The Federal Reserve has handed out hundreds of billions of dollars in the past week to avoid a banking crisis—one that President Joe Biden is eager to prevent from happening again.
- According to the Federal Reserve’s Thursday report, the central bank lent $297 billion in emergency funds from Friday to Wednesday, in addition to $153 billion in lending against their collateral using “discount windows.”
- The spike in loans marked the highest number of requests the Fed has received in decades, eclipsing the 2008 financial crisis’s $111 billion discount window and the COVID pandemic’s $51 billion, Axios reports.
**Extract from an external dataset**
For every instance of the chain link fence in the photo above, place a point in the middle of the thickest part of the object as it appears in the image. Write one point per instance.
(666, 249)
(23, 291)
- In response to the ongoing turmoil, President Biden called for Congress on Friday to tighten banking regulations and impose penalties on banks “whose mismanagement contributed to their institutions failing.”
Why It’s Important
One week ago, the U.S. suffered the second- and third-worst banking collapses in history, with the destruction of Silicon Valley Bank (SVP) and Signature Bank, which destabilized the national banking system and sparked a liquidity crisis and bank runs.
The volume of emergency loans speaks to the sudden turmoil and stress that the entire banking system felt in the days after SVP collapsed. Despite being a relatively small California bank, SVP had tied to thousands of valuable Silicon Valley startups and ties to other financial institutions. The size of the impact spooked the entire system, causing similar bank runs.
The federal government’s bailout appears to have momentarily stemmed a national banking crisis. However, the instability of Credit Suisse suggests that the global financial system is shuddering under the weight of complex failures.
As we previously reported, politicians and analysts have pointed the finger of fault at many different factors, from underregulated banks to the Fed’s monetary tightening having a negative effect on safe investments underperforming ESG indexes. Plus, many argue, bailing out the banks creates less an incentive for them to manage their risk more carefully if they know they have a backstop.
“The glass-half-empty view is that banks need a lot of money. The glass-half-full take is that the system is working as intended,” says JPMorgan Chase economist Michael Feroli.
“No one is above the law—and strengthening accountability is an important deterrent to prevent mismanagement in the future. When banks fail due to mismanagement and excessive risk-taking, it should be easier for regulators to claw back compensation from executives, to impose civil penalties, and to ban executives from working in the banking industry again,” says Biden.